Les experts accusent les autorités de s’être lancées dans une politique frénétique de construction de barrages et de digues, aggravant les risques d’inondation. Bloqués par les digues, les sédiments s’amassent au creux des fleuves et augmentent le niveau des cours d’eau. « En 1952, le Bihar avait 152 kilomètres de digues et 2,5 millions d’hectares de zones inondables. Il y a aujourd’hui 3 482 kilomètres de digues et les zones inondables se sont étendues à 6,88 millions d’hectares », souligne Eklavya Prasad, du centre pour la science et l’environnement, basé à New Delhi. Sous prétexte d’être à l’abri des crues, de nombreuses habitations ont été construites près des digues. Leur destruction explique l’ampleur des dégâts.

L’Inde, qui évalue provisoirement le montant des pertes à 240 millions d’euros, a refusé toute aide extérieure. Le Bangladesh a accepté une aide d’urgence de 37 millions d’euros de la part du roi Abdullah d’Arabie saoudite.

Julien Bouissou

CHIFFRES

EN INDE : les trois Etats de l’Assam, du Bihar, où 1,1 million d’hectares ont été inondés, et de l’Uttar Pradesh, dans l’est du pays, ont été les plus durement touchés.
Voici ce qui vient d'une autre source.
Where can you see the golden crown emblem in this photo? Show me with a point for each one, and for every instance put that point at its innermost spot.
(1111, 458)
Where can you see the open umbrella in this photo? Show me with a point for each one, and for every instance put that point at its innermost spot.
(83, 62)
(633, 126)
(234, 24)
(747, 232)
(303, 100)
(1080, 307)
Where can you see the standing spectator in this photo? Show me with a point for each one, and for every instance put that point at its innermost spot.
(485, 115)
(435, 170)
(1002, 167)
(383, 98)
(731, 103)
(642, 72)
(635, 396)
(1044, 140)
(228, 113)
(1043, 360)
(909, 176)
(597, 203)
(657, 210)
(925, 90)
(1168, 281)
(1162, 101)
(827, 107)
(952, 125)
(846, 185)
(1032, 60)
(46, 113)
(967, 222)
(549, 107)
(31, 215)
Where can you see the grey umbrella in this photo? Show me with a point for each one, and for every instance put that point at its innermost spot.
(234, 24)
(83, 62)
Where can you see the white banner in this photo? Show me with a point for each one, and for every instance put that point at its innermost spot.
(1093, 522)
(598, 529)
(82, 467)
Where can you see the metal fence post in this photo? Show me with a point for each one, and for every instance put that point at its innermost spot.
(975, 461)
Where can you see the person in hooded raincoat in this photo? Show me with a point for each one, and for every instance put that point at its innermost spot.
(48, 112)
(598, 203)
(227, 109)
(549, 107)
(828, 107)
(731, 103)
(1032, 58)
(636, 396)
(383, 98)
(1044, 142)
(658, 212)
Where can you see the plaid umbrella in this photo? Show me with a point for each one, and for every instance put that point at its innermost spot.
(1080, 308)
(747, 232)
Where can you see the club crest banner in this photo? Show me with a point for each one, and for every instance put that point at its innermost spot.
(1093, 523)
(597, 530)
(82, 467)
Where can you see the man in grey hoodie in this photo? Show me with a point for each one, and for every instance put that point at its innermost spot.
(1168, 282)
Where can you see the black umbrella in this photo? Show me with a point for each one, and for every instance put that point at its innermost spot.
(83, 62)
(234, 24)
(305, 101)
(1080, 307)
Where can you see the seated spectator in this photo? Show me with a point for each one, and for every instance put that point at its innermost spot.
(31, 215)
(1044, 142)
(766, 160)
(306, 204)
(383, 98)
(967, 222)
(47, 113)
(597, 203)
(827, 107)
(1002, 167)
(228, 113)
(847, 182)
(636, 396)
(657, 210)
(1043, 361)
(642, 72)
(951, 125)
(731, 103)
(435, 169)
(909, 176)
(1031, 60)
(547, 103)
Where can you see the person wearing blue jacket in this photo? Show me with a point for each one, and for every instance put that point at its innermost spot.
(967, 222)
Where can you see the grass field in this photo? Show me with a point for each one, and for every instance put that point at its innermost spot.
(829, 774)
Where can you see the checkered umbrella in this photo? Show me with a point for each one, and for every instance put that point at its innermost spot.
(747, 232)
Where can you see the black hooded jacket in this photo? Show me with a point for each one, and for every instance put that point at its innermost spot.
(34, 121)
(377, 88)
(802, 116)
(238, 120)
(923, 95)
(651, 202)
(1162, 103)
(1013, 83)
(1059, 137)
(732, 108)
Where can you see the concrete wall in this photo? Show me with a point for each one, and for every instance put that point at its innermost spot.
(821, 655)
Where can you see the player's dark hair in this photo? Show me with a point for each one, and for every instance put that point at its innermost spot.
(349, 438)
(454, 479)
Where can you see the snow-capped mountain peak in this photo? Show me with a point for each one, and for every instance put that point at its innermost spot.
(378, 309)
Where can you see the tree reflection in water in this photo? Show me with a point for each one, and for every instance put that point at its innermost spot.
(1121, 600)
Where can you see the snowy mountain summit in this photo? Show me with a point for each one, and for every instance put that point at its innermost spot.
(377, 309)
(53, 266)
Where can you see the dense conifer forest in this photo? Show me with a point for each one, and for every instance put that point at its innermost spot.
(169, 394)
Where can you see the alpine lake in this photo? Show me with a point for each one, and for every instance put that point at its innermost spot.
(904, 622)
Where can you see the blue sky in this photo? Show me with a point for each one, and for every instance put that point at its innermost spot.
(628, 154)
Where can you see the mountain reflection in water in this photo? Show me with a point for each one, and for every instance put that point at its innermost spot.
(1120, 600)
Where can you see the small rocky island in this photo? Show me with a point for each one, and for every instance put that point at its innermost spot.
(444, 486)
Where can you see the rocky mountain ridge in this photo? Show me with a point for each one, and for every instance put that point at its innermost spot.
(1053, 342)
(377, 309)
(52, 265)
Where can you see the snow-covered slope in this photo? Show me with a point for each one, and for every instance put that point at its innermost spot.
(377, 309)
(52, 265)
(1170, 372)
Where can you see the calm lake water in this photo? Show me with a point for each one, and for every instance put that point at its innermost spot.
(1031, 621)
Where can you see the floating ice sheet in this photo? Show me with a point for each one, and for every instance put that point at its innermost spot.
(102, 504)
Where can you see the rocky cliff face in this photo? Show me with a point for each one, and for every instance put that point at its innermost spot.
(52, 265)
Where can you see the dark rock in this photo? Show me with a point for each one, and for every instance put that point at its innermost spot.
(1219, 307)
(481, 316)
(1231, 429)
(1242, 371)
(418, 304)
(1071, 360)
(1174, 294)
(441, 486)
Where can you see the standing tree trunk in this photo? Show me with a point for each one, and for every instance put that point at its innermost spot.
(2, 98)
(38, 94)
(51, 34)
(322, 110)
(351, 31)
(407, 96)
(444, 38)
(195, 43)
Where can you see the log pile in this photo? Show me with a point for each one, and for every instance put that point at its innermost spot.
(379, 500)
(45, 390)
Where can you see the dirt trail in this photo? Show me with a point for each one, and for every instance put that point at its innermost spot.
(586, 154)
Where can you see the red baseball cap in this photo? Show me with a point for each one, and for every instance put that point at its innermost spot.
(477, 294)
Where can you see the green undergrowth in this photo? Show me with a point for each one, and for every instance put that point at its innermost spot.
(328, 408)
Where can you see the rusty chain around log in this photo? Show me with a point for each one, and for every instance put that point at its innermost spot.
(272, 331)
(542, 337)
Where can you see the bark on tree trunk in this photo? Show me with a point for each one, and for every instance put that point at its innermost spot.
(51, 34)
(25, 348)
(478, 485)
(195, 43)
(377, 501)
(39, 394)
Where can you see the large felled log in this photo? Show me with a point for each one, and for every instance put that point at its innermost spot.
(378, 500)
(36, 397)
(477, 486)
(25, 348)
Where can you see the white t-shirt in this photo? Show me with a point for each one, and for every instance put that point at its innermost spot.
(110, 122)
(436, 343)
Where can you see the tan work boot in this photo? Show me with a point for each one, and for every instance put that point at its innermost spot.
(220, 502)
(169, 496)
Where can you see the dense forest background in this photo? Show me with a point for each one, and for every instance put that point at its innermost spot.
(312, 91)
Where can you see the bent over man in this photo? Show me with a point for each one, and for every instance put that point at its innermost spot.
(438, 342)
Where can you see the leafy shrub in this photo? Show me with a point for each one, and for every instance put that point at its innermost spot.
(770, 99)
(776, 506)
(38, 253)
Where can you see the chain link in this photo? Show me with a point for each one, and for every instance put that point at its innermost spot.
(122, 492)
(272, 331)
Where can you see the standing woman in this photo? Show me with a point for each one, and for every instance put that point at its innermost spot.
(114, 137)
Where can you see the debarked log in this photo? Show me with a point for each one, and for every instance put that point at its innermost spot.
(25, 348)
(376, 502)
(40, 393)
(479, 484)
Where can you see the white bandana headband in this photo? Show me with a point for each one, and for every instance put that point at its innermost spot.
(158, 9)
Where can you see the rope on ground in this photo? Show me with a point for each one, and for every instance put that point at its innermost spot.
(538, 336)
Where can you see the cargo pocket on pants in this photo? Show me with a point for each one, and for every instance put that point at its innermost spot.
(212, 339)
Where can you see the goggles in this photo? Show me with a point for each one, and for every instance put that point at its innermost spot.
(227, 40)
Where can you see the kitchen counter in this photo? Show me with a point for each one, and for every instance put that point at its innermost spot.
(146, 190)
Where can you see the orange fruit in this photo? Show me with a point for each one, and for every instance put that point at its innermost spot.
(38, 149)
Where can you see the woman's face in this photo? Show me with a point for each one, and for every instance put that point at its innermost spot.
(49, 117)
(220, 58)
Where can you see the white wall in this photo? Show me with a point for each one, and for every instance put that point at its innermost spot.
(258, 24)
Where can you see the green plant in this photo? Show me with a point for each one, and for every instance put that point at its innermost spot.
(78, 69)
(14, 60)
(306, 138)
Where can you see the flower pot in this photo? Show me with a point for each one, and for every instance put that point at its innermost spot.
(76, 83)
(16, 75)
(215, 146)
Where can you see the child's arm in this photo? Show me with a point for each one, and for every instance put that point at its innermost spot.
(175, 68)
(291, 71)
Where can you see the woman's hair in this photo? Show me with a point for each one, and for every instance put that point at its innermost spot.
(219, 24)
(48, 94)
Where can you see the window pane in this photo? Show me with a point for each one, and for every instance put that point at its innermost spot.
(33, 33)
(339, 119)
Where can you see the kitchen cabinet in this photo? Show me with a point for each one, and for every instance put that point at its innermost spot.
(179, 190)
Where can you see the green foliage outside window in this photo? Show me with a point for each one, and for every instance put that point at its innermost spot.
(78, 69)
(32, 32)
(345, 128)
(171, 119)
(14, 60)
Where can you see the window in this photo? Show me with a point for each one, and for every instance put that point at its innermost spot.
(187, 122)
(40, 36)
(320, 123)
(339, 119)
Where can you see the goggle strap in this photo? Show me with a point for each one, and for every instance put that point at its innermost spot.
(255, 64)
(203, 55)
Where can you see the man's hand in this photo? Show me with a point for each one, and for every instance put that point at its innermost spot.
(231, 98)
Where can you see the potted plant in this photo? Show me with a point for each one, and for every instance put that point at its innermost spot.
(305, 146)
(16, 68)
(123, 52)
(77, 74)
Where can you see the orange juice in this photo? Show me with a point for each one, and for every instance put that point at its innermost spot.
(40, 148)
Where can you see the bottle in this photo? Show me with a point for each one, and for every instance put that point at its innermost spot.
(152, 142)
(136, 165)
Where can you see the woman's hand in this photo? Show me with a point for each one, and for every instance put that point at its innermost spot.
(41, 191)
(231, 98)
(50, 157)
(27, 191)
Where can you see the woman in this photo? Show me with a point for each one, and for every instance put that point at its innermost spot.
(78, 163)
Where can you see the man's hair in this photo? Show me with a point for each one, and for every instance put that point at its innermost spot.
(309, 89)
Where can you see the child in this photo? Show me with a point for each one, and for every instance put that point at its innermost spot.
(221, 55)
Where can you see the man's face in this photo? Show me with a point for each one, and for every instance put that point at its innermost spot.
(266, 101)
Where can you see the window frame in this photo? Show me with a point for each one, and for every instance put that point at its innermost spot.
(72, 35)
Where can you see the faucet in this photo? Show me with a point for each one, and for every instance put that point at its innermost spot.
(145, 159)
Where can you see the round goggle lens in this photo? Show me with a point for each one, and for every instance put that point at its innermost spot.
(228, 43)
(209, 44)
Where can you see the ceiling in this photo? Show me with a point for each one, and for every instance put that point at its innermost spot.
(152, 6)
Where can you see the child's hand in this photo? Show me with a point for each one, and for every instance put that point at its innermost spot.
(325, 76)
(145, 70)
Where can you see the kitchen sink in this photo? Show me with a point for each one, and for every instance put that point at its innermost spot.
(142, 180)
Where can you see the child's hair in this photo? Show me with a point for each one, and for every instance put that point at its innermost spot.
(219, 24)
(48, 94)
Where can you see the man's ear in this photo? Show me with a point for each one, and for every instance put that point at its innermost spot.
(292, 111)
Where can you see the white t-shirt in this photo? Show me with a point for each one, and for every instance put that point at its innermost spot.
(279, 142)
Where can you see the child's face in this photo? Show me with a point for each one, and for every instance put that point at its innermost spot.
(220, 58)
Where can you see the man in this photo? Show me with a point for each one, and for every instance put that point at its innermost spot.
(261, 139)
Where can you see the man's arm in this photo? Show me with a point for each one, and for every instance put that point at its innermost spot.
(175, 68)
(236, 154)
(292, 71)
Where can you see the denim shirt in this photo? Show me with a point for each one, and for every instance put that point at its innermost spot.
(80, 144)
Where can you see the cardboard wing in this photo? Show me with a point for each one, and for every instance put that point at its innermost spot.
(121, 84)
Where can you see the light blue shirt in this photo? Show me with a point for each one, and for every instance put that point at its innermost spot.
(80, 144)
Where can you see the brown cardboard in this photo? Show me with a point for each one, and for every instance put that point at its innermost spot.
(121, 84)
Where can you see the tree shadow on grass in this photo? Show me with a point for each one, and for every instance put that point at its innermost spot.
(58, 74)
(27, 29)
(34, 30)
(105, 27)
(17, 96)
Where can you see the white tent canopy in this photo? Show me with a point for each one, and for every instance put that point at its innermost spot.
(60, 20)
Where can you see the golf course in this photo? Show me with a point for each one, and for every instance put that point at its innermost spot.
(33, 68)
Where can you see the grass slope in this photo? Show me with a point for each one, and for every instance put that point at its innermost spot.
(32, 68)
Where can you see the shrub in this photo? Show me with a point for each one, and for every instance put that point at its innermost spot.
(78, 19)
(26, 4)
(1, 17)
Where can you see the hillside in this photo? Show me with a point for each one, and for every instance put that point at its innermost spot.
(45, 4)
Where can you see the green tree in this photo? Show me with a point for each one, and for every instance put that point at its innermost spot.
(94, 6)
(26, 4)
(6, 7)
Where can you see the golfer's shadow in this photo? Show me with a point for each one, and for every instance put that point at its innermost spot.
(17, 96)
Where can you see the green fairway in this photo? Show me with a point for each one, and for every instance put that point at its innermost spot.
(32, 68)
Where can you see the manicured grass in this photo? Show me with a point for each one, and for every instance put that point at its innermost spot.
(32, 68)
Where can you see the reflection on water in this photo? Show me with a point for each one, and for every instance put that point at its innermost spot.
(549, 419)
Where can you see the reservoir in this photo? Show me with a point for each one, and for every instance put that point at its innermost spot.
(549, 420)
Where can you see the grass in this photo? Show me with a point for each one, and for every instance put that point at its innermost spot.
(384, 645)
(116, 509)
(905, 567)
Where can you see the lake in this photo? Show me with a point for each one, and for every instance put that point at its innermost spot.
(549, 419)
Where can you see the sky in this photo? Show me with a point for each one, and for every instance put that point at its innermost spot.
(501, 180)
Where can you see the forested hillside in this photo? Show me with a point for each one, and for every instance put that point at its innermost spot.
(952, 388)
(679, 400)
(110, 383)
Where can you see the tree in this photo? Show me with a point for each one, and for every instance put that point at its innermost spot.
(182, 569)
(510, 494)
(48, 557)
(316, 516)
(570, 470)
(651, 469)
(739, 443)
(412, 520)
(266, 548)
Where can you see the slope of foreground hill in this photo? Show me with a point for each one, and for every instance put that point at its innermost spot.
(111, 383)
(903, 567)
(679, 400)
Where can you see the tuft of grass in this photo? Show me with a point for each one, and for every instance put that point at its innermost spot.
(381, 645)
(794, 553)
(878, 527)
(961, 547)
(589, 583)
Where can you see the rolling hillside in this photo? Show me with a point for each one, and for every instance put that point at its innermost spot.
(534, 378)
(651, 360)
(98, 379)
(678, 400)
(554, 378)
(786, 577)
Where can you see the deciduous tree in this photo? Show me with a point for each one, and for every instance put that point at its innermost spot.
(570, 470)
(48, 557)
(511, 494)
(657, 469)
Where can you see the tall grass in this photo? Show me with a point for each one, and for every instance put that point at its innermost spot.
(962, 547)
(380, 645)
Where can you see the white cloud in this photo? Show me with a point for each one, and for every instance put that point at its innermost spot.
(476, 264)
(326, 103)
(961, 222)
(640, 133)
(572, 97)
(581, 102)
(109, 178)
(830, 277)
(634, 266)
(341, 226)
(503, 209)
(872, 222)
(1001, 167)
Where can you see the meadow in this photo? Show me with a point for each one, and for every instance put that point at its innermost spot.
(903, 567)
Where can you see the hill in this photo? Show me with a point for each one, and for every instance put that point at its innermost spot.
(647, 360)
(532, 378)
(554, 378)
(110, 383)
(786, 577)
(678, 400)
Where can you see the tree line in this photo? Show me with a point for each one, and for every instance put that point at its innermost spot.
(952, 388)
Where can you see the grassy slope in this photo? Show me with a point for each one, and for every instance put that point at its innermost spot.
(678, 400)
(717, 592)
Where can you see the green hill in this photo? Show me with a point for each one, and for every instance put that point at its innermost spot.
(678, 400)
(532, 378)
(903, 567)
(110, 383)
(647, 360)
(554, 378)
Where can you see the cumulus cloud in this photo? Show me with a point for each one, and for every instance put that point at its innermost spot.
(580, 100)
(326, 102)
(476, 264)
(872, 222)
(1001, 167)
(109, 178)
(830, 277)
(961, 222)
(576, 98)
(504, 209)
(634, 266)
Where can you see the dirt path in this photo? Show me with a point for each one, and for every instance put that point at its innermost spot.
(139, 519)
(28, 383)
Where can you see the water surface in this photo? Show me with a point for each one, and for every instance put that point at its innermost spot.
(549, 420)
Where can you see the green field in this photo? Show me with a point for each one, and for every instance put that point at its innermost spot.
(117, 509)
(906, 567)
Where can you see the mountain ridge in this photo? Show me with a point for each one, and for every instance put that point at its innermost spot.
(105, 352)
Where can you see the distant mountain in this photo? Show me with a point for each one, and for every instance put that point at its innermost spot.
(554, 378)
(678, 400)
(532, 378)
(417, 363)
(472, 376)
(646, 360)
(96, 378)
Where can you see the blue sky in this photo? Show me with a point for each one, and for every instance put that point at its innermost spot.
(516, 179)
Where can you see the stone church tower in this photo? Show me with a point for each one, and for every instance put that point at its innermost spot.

Le dernier bilan dressé par le gouvernement pour tout le pays fait état de 1 550 morts et de plus de 20 millions de sinistrés, dont 234 000 sont abrités dans 1 100 camps. Au total, 743 000 maisons et 5,3 millions d’hectares de terres cultivées ont été détruits.

AU BANGLADESH : 565 000 hectares de terres cultivées et 16 000 kilomètres de routes ont été inondés. 411 habitants ont été tués, et 8 millions sont sinistrés.

AU NÉPAL : 99 habitants sont morts et 300 000 sont sinistrés. 26 500 maisons ont été détruites ou endommagées lors des glissements de terrains.

AU PAKISTAN : les inondations ont fait 222 victimes, dont 22 en fin de semaine.

LES AIDES : la Commission européenne s’est engagée à verser 4 millions d’euros d’aide pour l’Asie du Sud, le Canada 730 000 euros, les Nations unies 15 millions d’euros et l’Arabie saoudite 37 millions d’euros (à destination du Bangladesh).